Archivi del giorno: 26 Mag 2017

Adige nostro

Da molto tempo il rapporto tra noi Veronesi e il nostro fiume è quasi inesistente. L’Adige, bellezza che ci è stata consegnata , può ridiventare parte viva della città. Interventi possibili:

1)Lo spazio nord ovest, in ingresso in città fino a ponte Catena, con centralità Parona, viene riqualificato come area balneare sul modello delle spiagge lacustri e marine, a disposizione di bagnanti e di persone che cercano tranquillità. L’area sarà attrezzata con punti di ristoro, bar, ombrelloni, sdraio. E’ da verificare l’utilizzo della prima metà del grande invaso della diga di Chievo, per imbarcazioni, attrazioni, competizioni natatorie per ragazzi e adulti.

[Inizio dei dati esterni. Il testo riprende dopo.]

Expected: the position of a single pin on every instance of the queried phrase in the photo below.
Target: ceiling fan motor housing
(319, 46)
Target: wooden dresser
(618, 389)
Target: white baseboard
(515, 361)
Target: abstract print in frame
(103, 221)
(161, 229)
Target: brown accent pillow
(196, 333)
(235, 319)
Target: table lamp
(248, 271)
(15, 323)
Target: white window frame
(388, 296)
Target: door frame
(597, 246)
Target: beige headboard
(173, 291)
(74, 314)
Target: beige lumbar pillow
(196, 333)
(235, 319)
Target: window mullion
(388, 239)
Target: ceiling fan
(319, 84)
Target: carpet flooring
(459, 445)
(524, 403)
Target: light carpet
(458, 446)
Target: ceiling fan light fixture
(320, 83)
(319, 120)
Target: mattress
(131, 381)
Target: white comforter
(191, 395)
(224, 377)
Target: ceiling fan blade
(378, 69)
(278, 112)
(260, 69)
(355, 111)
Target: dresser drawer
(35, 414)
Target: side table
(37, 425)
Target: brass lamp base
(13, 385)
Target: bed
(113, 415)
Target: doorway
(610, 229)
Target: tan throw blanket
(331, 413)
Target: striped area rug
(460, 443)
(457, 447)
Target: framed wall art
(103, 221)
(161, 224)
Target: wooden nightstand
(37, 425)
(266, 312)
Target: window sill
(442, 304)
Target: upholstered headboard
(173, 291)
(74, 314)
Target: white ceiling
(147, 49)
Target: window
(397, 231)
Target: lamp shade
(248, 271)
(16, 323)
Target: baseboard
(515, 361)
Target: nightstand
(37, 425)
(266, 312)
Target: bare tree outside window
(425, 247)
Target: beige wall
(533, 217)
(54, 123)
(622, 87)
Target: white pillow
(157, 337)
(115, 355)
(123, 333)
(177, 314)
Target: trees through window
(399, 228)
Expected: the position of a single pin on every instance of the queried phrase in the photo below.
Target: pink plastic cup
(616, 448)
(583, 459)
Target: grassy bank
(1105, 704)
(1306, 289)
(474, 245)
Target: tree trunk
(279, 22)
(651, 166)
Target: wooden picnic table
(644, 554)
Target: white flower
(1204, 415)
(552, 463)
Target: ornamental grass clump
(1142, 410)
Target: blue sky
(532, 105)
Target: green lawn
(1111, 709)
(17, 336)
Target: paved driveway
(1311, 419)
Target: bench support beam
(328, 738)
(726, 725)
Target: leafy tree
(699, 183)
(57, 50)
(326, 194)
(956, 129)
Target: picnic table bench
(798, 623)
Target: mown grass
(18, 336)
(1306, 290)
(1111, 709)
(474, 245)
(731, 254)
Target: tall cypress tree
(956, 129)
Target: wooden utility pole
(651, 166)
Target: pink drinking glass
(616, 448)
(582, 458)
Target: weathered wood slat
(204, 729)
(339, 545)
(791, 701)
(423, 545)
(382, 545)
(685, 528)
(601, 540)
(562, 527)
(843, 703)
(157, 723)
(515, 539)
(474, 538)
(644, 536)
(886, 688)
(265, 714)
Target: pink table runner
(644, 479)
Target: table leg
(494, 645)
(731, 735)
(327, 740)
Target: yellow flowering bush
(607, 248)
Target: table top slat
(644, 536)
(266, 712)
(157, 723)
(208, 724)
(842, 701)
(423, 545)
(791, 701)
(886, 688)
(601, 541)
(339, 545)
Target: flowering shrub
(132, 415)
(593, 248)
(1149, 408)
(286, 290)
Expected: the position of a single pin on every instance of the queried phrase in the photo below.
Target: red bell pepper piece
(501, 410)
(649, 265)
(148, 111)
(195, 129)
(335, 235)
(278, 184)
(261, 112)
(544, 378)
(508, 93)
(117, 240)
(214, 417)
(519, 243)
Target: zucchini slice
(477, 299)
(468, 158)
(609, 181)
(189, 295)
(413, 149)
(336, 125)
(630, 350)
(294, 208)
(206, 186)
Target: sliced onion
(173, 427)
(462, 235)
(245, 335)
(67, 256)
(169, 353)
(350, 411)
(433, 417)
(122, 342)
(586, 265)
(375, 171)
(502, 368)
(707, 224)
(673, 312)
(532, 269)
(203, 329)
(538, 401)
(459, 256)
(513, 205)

2)E’ da riscoprire il percorso sud est dell’Adige, in uscita dal territorio cittadino, tra località Boschetto, Porto San Pancrazio, Giarol Grande, San Michele e zona Lazzaretto. Prevediamo piccole spiagge e spazi attrezzati per il passeggio in un ambiente stupendo, percorsi ciclabili, feste di comunità all’aperto, attrazioni, orti, iniziative per scolaresche alla scoperta di affascinanti ambienti naturalistici, maneggio cavalli, presenza di animali. Lo spazio, oggi lasciato a se stesso, è molto bello; può diventare area della festosa convivenza. Sono da valorizzare l’isola nell’Adige, la fattoria ecologica con la presenza di animali, la presenza di Villa e parco Buri, il Lazzaretto e tutto il territorio, da attrezzare anche per feste di matrimoni e di compleanni, per incontri di associazioni e gruppi organizzati, per un paio di agriturismo e simili.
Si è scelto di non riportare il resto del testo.